Färbeprozesse erfolgen meist in Ländern wie China, Bangladesch oder der Türkei. Dort sind die giftigen Chemikalien nicht – wie bei uns – verboten. Das Problem wird dadurch aber nur ausgelagert. Denn am Ende finden die mit problematischen Farbstoffen belasteten Textilien via Import doch wieder ihren Weg nach Deutschland.

Schwermetalle

In den Farbpigmenten, aber auch im Färbeprozess, kommen für Farbbrillanz und Haltbarkeit gefährliche Schwermetalle wie Kadmium, Blei, Chrom, Quecksilber und Kupfer zum Einsatz. Diese richten nicht nur in der Natur drastische Schäden an. Sie gelangen über das Grundwasser in unsere Nahrungskette und so letztlich auch in unsere Körper. Hier können sie Ursache schwerster Erkrankungen sein und das zentrale Nervensystem schädigen.

Wie funktioniert der Prozess des Bleichens und Färbens genau?

Bevor man sie verwendet, um daraus farbige Kleidungsstücke herzustellen, müssen die Stoffe gefärbt werden. Das Verfahren läuft in der Regel folgendermaßen ab:

Vorbereitung

Zuerst erfolgt die Vorbehandlung der Stoffe, um Verunreinigungen wie Schmutz, Öle und andere Rückstände zu entfernen. Das wiederum erreicht man durch Waschen oder eine Vorbehandlung mit Chemikalien.

Bleichen

Um später ein möglichst gleichförmiges Farbergebnis zu erzielen, entfärbt man die Stoffe zunächst vollständig. Das passiert durch den Einsatz von Bleichmitteln wie Wasserstoffperoxid oder Natriumhypochlorit. Je nach Art der Fasern und der gewünschten Endfarbe kann der Bleichprozess variieren. Nach dem Bleichen müssen die Textilien gründlich gespült werden, um alle Bleichmittelrückstände zu entfernen.

Textilfärbung

Im Anschluss an das Bleichen können die Textilien in verschiedenen Farben eingefärbt werden. Welche Farbpigmente verwendet werden sowie die Wahl der Färbemethode hängt dabei von der Art der Fasern, der gewünschten Farbe und den Anforderungen an die Produktion ab. Gängige Färbemethoden sind unter anderem: Stückfärbung, Garnfärbung, Lösungsfärbung, Faserfärbung und Deckfärbung (bedrucken). Alles Nassverfahren, bei denen sich – oft bei sehr hohen Temperaturen – Wasch- und Trocknungsphasen abwechseln. Das wiederum verbraucht große Mengen an Wasser und Energie.

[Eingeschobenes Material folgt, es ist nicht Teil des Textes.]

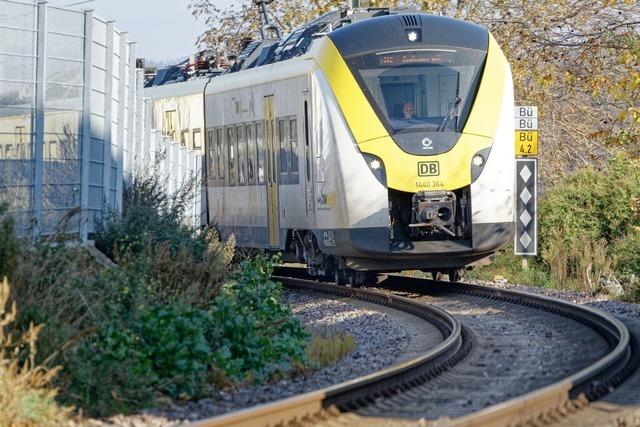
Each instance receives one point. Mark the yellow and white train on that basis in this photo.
(367, 141)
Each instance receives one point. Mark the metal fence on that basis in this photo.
(73, 124)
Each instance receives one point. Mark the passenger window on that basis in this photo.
(219, 154)
(293, 140)
(252, 154)
(306, 141)
(242, 156)
(197, 142)
(261, 153)
(231, 150)
(184, 138)
(168, 124)
(284, 155)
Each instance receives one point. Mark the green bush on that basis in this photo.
(592, 204)
(166, 351)
(183, 263)
(588, 229)
(585, 224)
(509, 266)
(9, 243)
(258, 337)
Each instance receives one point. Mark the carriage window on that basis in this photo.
(293, 140)
(253, 155)
(231, 150)
(197, 142)
(261, 153)
(212, 160)
(306, 141)
(184, 138)
(168, 124)
(219, 154)
(242, 156)
(284, 149)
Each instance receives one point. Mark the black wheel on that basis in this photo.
(351, 280)
(438, 276)
(455, 274)
(338, 277)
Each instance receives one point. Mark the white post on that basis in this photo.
(108, 121)
(38, 143)
(85, 142)
(131, 143)
(121, 118)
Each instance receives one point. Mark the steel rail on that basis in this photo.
(591, 382)
(360, 391)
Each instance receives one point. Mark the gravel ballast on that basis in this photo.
(621, 407)
(383, 337)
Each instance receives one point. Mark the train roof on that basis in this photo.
(374, 29)
(257, 53)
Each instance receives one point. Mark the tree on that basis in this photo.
(578, 60)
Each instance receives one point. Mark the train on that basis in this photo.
(366, 141)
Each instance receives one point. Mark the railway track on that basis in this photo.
(494, 367)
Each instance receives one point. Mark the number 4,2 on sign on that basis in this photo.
(526, 143)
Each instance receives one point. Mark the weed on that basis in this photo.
(26, 397)
(257, 335)
(9, 243)
(327, 347)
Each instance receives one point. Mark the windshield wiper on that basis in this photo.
(449, 115)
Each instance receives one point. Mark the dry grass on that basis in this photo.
(26, 398)
(577, 265)
(328, 347)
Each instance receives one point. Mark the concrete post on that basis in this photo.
(108, 121)
(38, 143)
(85, 141)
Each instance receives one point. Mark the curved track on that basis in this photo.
(497, 366)
(360, 391)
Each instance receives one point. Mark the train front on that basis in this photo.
(429, 102)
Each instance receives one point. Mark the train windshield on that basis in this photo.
(430, 89)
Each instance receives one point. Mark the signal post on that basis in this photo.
(526, 145)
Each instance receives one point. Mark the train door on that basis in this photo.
(308, 157)
(273, 210)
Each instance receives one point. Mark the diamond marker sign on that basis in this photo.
(526, 238)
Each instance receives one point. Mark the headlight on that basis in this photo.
(478, 162)
(376, 166)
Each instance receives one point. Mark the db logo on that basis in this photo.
(428, 169)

Fixierung und Nachbehandlung

Nach dem Färben müssen die Farbstoffe fixiert werden, um sicherzustellen, dass sie dauerhaft an den Textilfasern haften. Dies geschieht normalerweise durch Wärmebehandlung oder den Einsatz von Chemikalien, die die Farbstoffe an die Fasern binden. Nach der Fixierung werden die Textilien weiteren, oft chemischen Behandlungen unterzogen, um bestimmte Eigenschaften wie Weichheit, Glanz oder Wasserbeständigkeit zu verbessern.

Waschen

Als Abschluss des Färbe- und Fixierprozesses wäscht man die Textilien ein weiteres Mal gründlich, um überschüssige Farbstoffe und Chemikalienrückstände zu entfernen.

Transparenz bei Waschbär: Wenn Sie mehr über das Nassverfahren bei Waschbär erfahren möchten, empfehlen wir Ihnen unser Interview mit der Waschbär-Textilexpertin Simone Seisl.

Wie erkenne ich, ob Kleidungsstücke nachhaltig gefärbt sind?

Leider kann man die Art der Färbung nicht auf den ersten Blick erkennen. Aber die folgenden Hinweise bringen hier Licht ins Dunkel.

Zertifizierung

Vergewissern Sie sich, dass das ausgesuchte Kleidungsstück eine Zertifizierung hat, wie beispielsweise das GOTS-Logo (Global Organic Textile Standard), das OEKO-TEX®-STANDARD-100-Logo, das IVN-Best- oder das bluesign®-Label. Diese Zertifizierungen stellen sicher, dass die Farbstoffe sowie andere Chemikalien, die bei der Herstellung zum Einsatz kommen, umweltfreundlich und gesundheitlich unbedenklich sind.

Nachhaltige Materialien

Bei Textilien aus natürlichen Fasern wie Bio-Baumwolle, Hanf oder Leinen erfolgt das Färben oft mit umweltfreundlichem Farbstoff. Achten Sie also verstärkt auf Kleidung, die aus diesen Materialien hergestellt ist, und informieren Sie sich über die Färbemethoden. Bei Waschbär finden Sie diese Informationen zum Beispiel immer in der produktspezifischen Textildeklaration.

Transparenz der Marke

Nachhaltige Marken informieren Ihre Kunden und Kundinnen oft bewusst transparent über Herstellungsprozesse und Lieferketten. Alles Wissenswerte dazu finden Sie meistens auf der Website der Marke. Einige Marken kennzeichnen ihre Produkte explizit als „nachhaltig gefärbt“ beziehungsweise „ungefärbt“ oder verwenden Symbole auf ihren Etiketten, um umweltfreundliche Färbemethoden auszuloben. Schauen Sie auf den Etiketten nach solchen Hinweisen und suchen Sie nach spezifischen Informationen zur Färbetechnik.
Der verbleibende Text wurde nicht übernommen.